Vocational counselling

6 – Victim of and/or Witness to Family Violence as a Child or Adolescent None given in guide;Interpersonal treatment (individual or group)
7 – Recent Substance Abuse/Dependence  Court-ordered abstinence, drug testing

Alcohol/drug treatment

8 – Recent Suicidal or Homicidal Ideation/Intent Crisis counselling

Hospitalization

Psychotropic medication

Court-ordered weapons restrictions

9 – Recent Psychotic or Manic Symptoms Crisis counselling

Hospitalization

Psychotropic medication

Court-ordered weapons restrictions

10 – Personality Disorder with Anger, Impulsivity or Behavioural Instability Intensive supervision

Long-term individual therapy

Group treatment

Psycho-education

11 – Past Physical Assault None given in guide;

Intensive supervision or monitoring

12 – Past Sexual Assaut/Sexual Jealousy None given in guide;

Intensive supervision or monitoring

Long-term individual therapy

13 – Past Use of Weapons and/or Credible Threats of Death None given in guide;

Court-ordered weapons restrictions

14 – Recent Escalation in Frequency or Severity of Assault None given in guide;
15 – Past Violations of “No Contact” Orders Intensive supervision or monitoring
16 – Extreme Minimization or Denial of Spousal Assault History Intensive supervision

Long-term individual therapy

Group treatment

Psycho-education

17 – Attitudes That Condone or Support Spousal Assault Intensive supervision

Long-term individual therapy

Group treatment

Psycho-education

18 – Severe and/or Sexual Assault None given in guide; long-term individual therapy
19 – Use of Weapons and/or Credible Threats of Death None given in guide; long-term individual therapy

Court-ordered weapons restrictions

 

20 – Violation of “No Contact” order Intensive supervision or monitoring

Other Considerations

The SARA manual indicates a number of other risk factors which may be factored into the assessment at the expert judgement of the evaluator. Examples of these include:

  • Current emotional crisis
  • History of torturing or disfiguring intimate partners
  • Victim or witness of political persecution, torture, or violence
  • Sexual sadism
  • Easy access to firearms
  • Stalking
  • Recent loss of social support network

Bibliography

Kropp, PR., Hart, S.D., Webster, C.D. & Eaves, D. (1995) Manual for the Spousal Assault Risk Assessment Guide, 2nd ed., The British Columbia Institute Against Family Violence.
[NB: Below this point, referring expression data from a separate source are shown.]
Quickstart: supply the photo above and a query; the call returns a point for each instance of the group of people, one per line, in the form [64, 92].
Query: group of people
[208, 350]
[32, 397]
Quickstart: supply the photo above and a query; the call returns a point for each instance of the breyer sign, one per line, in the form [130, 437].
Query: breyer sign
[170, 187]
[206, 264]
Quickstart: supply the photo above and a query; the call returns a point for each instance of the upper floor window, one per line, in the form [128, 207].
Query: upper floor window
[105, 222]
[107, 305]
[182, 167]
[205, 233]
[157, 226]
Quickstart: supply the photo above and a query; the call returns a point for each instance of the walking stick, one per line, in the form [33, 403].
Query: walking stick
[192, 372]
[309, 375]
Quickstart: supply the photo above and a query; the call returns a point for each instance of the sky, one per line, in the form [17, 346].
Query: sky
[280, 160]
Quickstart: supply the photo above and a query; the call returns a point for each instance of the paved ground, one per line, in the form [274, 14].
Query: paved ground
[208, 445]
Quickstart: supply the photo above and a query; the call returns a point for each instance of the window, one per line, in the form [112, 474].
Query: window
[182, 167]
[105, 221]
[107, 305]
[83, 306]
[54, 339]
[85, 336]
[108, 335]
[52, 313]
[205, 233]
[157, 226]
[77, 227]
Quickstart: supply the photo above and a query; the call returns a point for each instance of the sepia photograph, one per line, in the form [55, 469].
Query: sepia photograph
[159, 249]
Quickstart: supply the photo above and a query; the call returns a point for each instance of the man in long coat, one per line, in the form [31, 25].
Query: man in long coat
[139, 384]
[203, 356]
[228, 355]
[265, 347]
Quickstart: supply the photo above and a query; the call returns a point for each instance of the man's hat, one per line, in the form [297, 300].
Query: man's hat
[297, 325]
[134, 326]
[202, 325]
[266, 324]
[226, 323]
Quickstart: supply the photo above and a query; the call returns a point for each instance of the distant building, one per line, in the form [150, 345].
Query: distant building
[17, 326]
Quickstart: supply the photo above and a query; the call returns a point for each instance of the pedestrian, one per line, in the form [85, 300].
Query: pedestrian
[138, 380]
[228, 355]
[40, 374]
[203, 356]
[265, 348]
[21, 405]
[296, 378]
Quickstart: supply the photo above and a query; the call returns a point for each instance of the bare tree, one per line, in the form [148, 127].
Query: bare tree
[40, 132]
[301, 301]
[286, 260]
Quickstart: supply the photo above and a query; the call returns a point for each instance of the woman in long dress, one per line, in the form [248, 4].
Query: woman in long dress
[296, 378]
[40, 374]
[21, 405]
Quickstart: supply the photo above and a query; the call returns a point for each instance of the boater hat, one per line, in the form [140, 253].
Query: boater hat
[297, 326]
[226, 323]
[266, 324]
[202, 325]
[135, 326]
Morey, L.C. (1991) Personality Assessment Inventory Professional Manual. Odessa, FL: Psychological Assessment Resources, Inc.

Selzer, M. (1971) The Michigan Alcoholism Screening Test: The quest for a new diagnostic instrument. American Journal of Psychiatry, 127. 1653-1658.

Skinner, H.A. (1982) The Drug Abuse Screening Test. Addictive Behaviour. 7, 363-371.